Co-sleeping: cosa dicono le linee guida di sicurezza
Basato su linee guida pediatriche ufficialiLettura: 7 min
Il co-sleeping è uno degli argomenti più cercati online e, insieme, uno dei più fraintesi, perché il termine viene usato per indicare cose molto diverse tra loro. Questa guida chiarisce le definizioni, riporta la posizione ufficiale delle principali linee guida pediatriche, e offre informazioni pratiche per le famiglie che scelgono comunque di condividere il letto, senza fare da sole la scelta al posto dei genitori.
Room-sharing e bed-sharing: due cose diverse
Il "room-sharing" indica che il bambino dorme nella stessa stanza dei genitori, ma in una culla o lettino separato. Il "bed-sharing" indica invece che il bambino dorme nello stesso letto dei genitori. Questa distinzione è fondamentale perché le raccomandazioni ufficiali trattano le due pratiche in modo molto diverso — confonderle è la causa più comune di informazioni contraddittorie su questo tema.
"Co-sleeping" è un termine ombrello: room-sharing e bed-sharing hanno raccomandazioni di sicurezza molto diverse tra loro.
Cosa raccomandano le linee guida pediatriche ufficiali
Le principali organizzazioni pediatriche, tra cui l'Accademia Americana di Pediatria, raccomandano il room-sharing (stessa stanza, superfici di sonno separate) per almeno i primi 6 mesi, idealmente fino a un anno, perché associato a una riduzione del rischio di SIDS (sindrome della morte improvvisa del lattante). Le stesse linee guida raccomandano invece di evitare il bed-sharing, a causa di un rischio documentato più elevato di soffocamento accidentale, specialmente nei primi mesi di vita.
Nota sulla metodologia: le informazioni su rischio e raccomandazioni ufficiali in questo articolo sintetizzano le linee guida pediatriche generali più ampiamente condivise a livello internazionale. Per una valutazione personalizzata, parla sempre con il pediatra del tuo bambino.
Perché molte famiglie condividono comunque il letto
Nonostante le raccomandazioni ufficiali, il bed-sharing resta una pratica diffusa in molte famiglie e culture, spesso per facilitare l'allattamento notturno, per motivi culturali, o semplicemente per la percezione di maggiore vicinanza e tranquillità. Riconoscere questa realtà, invece di ignorarla, è importante: molti genitori che praticano il bed-sharing lo fanno consapevolmente, e meritano informazioni pratiche per farlo nel modo più sicuro possibile, non solo un divieto teorico.

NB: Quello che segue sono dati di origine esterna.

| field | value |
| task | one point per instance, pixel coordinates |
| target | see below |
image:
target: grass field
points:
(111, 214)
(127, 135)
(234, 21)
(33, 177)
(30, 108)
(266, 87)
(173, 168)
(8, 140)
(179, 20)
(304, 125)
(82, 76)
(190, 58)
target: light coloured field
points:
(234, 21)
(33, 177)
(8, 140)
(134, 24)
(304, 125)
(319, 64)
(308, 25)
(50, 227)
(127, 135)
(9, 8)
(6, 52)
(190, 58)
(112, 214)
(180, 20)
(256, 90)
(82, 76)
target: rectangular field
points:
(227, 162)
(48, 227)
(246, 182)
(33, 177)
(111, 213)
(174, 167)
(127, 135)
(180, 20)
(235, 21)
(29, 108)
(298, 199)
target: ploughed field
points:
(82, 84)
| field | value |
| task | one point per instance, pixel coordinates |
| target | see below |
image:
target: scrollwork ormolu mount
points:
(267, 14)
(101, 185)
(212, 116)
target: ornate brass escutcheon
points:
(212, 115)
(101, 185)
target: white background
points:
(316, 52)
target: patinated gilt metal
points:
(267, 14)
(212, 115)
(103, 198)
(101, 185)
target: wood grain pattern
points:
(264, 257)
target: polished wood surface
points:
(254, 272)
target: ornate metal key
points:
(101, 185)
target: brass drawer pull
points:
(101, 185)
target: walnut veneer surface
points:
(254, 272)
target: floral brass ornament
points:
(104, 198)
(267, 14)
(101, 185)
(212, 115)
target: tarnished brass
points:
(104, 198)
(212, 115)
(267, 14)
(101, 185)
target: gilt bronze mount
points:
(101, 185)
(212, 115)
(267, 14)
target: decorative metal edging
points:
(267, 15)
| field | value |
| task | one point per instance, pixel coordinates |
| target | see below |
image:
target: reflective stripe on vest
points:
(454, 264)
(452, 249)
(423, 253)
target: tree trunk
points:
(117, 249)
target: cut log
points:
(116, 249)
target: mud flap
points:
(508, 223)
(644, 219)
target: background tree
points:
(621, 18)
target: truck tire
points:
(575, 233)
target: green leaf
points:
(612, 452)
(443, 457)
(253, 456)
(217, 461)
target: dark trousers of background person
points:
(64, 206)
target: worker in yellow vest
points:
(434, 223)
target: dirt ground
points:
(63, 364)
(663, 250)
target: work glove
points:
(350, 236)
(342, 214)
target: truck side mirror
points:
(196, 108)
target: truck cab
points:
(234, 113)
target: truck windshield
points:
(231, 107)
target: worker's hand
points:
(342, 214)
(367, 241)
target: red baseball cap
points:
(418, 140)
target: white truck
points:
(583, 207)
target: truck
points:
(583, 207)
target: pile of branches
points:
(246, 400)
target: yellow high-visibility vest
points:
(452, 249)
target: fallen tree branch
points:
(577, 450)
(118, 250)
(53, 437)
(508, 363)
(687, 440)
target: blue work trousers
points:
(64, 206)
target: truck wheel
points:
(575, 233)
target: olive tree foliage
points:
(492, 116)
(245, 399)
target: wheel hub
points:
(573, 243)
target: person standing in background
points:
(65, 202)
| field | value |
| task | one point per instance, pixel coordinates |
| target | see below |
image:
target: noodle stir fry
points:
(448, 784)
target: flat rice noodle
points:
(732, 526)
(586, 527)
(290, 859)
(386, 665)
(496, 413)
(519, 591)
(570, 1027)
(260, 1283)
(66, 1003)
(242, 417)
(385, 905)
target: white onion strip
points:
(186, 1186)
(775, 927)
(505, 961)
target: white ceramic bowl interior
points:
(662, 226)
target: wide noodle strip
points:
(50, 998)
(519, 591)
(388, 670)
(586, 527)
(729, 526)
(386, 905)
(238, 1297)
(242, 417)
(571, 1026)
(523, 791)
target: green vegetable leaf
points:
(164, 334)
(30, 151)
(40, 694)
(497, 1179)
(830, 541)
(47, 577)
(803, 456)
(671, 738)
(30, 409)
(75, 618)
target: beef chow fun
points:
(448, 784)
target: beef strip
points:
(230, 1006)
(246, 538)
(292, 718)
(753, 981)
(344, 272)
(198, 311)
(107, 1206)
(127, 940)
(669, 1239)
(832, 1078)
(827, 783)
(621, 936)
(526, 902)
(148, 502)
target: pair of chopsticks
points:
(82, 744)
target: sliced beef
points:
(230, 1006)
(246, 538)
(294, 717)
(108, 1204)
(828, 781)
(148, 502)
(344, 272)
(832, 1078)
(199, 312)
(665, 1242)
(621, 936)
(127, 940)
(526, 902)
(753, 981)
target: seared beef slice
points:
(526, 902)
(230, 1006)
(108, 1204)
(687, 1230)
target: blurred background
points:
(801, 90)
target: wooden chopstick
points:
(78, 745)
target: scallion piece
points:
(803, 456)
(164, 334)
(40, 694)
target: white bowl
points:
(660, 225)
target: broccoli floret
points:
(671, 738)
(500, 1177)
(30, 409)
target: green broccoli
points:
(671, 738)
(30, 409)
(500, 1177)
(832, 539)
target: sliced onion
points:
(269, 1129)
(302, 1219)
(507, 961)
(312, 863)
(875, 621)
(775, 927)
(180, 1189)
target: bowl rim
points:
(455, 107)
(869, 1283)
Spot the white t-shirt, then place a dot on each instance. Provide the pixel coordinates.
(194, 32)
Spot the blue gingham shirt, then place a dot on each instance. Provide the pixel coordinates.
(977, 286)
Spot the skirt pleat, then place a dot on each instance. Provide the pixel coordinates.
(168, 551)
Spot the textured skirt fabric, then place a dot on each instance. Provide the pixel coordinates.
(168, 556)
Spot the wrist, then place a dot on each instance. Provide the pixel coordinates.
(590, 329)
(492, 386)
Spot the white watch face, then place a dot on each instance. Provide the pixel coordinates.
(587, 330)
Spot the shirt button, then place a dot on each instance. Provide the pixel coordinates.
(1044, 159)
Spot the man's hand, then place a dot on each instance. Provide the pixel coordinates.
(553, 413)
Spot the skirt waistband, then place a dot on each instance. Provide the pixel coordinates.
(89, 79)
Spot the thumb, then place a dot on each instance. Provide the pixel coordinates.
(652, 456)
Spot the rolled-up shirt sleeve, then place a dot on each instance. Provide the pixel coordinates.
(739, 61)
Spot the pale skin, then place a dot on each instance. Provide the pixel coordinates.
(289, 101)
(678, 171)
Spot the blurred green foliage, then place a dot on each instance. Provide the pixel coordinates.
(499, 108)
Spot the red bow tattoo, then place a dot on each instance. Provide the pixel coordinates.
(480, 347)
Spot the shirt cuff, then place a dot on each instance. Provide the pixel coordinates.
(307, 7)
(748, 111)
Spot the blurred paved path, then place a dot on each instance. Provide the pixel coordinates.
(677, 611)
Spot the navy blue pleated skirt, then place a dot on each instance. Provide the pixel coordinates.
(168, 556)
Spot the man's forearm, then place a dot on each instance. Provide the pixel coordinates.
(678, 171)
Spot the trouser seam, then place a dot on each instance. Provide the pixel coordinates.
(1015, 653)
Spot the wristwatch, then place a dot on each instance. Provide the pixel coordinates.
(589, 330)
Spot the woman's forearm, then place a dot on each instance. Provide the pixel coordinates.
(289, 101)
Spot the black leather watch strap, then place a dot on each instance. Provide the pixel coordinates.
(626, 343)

Come ridurre i rischi se una famiglia sceglie il bed-sharing
Se una famiglia decide comunque di condividere il letto, alcune precauzioni riducono, senza eliminare completamente, i rischi documentati: superficie del materasso rigida e piana (mai divani, poltrone o materassi ad acqua), nessun cuscino, piumone pesante o peluche vicino al bambino, bambino sempre in posizione supina, e nessun altro figlio o animale domestico nello stesso letto. Il bed-sharing è inoltre sconsigliato in modo netto se un genitore fuma, ha assunto alcol o farmaci sedativi, o è estremamente stanco al punto da avere un sonno anomalo profondo.
Situazioni in cui il bed-sharing va evitato in ogni caso
Oltre alle condizioni già citate, il bed-sharing è sconsigliato in modo particolare per neonati nati pretermine o sottopeso alla nascita, che hanno un rischio di base più elevato indipendentemente dalle altre precauzioni adottate. In questi casi, il room-sharing resta l'opzione raccomandata dalle linee guida ufficiali.
In sintesi
Il room-sharing è raccomandato dalle linee guida ufficiali per i primi mesi di vita; il bed-sharing comporta rischi documentati più elevati, ma resta una scelta diffusa in molte famiglie. Se scelto consapevolmente, ridurre i rischi con le precauzioni corrette è più utile di un divieto che nella pratica spesso non viene seguito.
Questo articolo ha scopo informativo e sintetizza le linee guida pediatriche generali disponibili pubblicamente. Non sostituisce una valutazione personalizzata: parla sempre con il pediatra del tuo bambino per una decisione informata sulla situazione specifica della tua famiglia.